= Wat Phra Dhammakaya Manchester =

Thai Buddhist temple in England

Wat Phra Dhammakaya Manchester (วัดเจริญภาวนา แมนเชสเตอร์; lit. 'the temple for cultivation of meditation'), also known in English as the North-West Centre for Buddhist Meditation, is a Thai Buddhist temple in Salford, England. Established on 8 February 2004 in a converted curtain-rail factory, it was the first Thai Buddhist temple in the northwest of England.

The temple was named Wat Phra Dhammakaya Manchester by the Thai community, and was consecrated with the blessing of the Most Venerable Phrarajbhavanavimol, head of the Thai Buddhist mission to England.
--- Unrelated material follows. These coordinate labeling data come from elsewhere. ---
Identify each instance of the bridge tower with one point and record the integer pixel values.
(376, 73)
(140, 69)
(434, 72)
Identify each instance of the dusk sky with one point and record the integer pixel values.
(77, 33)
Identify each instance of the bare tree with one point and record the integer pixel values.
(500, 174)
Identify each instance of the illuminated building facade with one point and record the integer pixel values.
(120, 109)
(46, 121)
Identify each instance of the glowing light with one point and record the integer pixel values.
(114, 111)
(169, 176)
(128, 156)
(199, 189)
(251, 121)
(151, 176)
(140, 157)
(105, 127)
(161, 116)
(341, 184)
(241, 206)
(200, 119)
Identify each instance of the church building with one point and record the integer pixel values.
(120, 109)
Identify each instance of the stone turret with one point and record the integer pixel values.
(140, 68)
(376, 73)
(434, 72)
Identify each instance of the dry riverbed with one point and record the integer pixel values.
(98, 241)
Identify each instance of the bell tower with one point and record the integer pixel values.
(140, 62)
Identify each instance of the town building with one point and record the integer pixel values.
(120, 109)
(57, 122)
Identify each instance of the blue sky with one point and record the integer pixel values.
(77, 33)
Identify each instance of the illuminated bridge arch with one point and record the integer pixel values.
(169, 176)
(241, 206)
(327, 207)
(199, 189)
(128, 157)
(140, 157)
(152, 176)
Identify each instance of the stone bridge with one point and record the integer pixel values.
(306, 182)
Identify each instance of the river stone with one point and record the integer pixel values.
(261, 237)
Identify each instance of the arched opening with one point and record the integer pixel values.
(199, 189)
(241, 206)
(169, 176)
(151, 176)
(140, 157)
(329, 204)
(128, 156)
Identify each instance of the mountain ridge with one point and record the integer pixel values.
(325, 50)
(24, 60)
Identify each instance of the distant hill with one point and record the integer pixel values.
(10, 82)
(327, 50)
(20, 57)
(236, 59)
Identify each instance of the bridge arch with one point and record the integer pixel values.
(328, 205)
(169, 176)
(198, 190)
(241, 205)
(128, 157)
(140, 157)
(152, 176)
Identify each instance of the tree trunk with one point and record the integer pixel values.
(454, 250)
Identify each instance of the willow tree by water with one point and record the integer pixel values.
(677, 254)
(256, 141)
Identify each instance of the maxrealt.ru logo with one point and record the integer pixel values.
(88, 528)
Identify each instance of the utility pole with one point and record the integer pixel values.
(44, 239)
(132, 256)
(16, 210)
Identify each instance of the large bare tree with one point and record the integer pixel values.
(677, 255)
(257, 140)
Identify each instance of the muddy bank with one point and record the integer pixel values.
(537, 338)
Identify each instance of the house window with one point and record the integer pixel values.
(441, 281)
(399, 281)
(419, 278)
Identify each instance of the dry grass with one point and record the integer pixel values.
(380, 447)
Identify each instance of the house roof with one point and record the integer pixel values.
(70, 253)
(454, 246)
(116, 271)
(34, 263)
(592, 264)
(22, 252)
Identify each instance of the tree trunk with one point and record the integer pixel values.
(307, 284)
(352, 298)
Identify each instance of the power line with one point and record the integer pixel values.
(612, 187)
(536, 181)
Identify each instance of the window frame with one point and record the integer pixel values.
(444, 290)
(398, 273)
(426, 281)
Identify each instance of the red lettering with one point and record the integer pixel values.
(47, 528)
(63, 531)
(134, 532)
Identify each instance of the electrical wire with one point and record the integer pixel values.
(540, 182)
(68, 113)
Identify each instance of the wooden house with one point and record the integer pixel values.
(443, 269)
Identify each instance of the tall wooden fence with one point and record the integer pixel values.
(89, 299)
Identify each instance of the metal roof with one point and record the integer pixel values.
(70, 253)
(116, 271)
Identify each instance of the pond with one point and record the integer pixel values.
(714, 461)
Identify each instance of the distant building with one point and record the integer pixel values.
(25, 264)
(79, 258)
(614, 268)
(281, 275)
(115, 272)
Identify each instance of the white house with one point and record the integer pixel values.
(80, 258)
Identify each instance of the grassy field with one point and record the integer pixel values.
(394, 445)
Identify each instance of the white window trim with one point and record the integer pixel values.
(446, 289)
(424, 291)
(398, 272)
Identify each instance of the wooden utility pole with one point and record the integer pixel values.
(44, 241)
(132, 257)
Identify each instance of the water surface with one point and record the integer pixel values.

The temple was accepted as an official place for religious worship (no.81212) on 4 June 2004 with the help of the Thai Culture Forum UK.

Originally the temple had no Buddha image. The eight-foot Buddha image which has pride of place in the main shrine room was rescued from a roadside in Cardiff.

The temple runs a variety of pastoral services for the Buddhist community in Manchester and marks most of the events in the Thai Buddhist calendar. A variety of evening classes on Buddhism and meditation are run on weekdays and Thai language classes on weekends.